How to Incorporate Flexibility within Healthcare Facilities

Josh Domingo discusses how healthcare facilities can better design an environment that allows for a more flexible operation.

By Mackenna Moralez


Healthcare facilities managers have leaned many lessons learned throughout the COVID-19 pandemic, but the hardest lesson might be the need to be flexible when facing an unknown future. With the pandemic continuing for the foreseeable future, it is essential that managers partner with design professionals in order to better elevate their level of care and help prepare for the unexpected. Josh Domingo, senior health planner and architect with HDR, discusses how architects can provide order to an ever-changing industry in his presentation during the Healthcare Facilities Summit: Maintaining Health and Safety in Healthcare Facilities on May 25. Healthcare Facilities Today spoke with Domingo ahead of his presentation on how facilities can better design flexibility within their operations.  
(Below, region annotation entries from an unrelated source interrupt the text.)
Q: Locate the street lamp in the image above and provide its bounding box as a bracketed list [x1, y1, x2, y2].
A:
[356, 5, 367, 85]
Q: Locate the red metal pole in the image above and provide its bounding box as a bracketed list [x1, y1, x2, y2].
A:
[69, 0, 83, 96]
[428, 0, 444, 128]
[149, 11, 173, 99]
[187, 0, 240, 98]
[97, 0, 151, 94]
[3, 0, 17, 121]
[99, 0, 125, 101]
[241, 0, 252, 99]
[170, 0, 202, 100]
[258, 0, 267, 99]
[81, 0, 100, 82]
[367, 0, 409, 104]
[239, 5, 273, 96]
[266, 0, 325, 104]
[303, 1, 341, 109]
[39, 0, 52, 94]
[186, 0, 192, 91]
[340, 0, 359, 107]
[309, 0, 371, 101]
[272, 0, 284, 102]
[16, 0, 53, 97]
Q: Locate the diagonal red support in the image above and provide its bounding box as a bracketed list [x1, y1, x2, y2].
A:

HFT: Why is it important that healthcare facilities remain flexible and adaptable when it comes to the design process? 

Domingo: The design process is certainly a fluid one. Knowing that many projects can extend over a longer period of time, it’s important for facilities to understand that certain aspects may need to change or evolve. Whether it’s a turnover of staff during the design phase or changing economic aspects, the facilities need to be able to adapt to changes that may affect the design. 

HFT: How can facilities better collaborate with designers in order to elevate their operations? 
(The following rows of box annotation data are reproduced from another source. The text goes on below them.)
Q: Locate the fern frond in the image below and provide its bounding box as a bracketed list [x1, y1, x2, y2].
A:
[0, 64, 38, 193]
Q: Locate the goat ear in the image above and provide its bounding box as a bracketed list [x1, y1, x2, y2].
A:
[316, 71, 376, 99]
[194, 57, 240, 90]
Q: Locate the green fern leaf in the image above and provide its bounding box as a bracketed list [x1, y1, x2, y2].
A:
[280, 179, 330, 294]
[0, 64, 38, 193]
Domingo: The collaboration process needs to happen early on in the design process. The earlier the nursing team, physicians and service line leaders can be in the room together, the better. Not only does this allow the designer to build rapport with them early. It also allows for an early, better understanding of their needs and how things can be improved upon in their new facility. 

HFT: What are some best practices that designers should follow when working on healthcare facilities? 

Domingo: Certainly that built-in flexibility. No facility knows what the future is going to look like, whether it’s a change in acuity level, innovated technology or simply growth, having built in components that set a facility up for growth is paramount. Others include ensuring that staff has a place for respite and providing them with proper amenities, providing families with a place to get away and thinking about patient satisfaction in regard to control of their environment, sound attenuation, fall prevention and infection control. 

HFT: How do designers and architects plan for the unpredictability that a healthcare facility brings? What is the best way to plan for resiliency within the building? 

Domingo: Planning around modules that can easily be replicated and building in soft spaces that could be converted to more clinical needs in the future are two ways to plan for growth success in the future. Also, recently with the COVID pandemic, we saw that many facilities were not equipped to handle a surge in patients and handle higher acuity levels within that surge. So planning early for areas for holding multiple patients and knowing it may have an effect on mechanical systems is also important. 

Mackenna Moralez is assistant editor with Healthcare Facilities Today.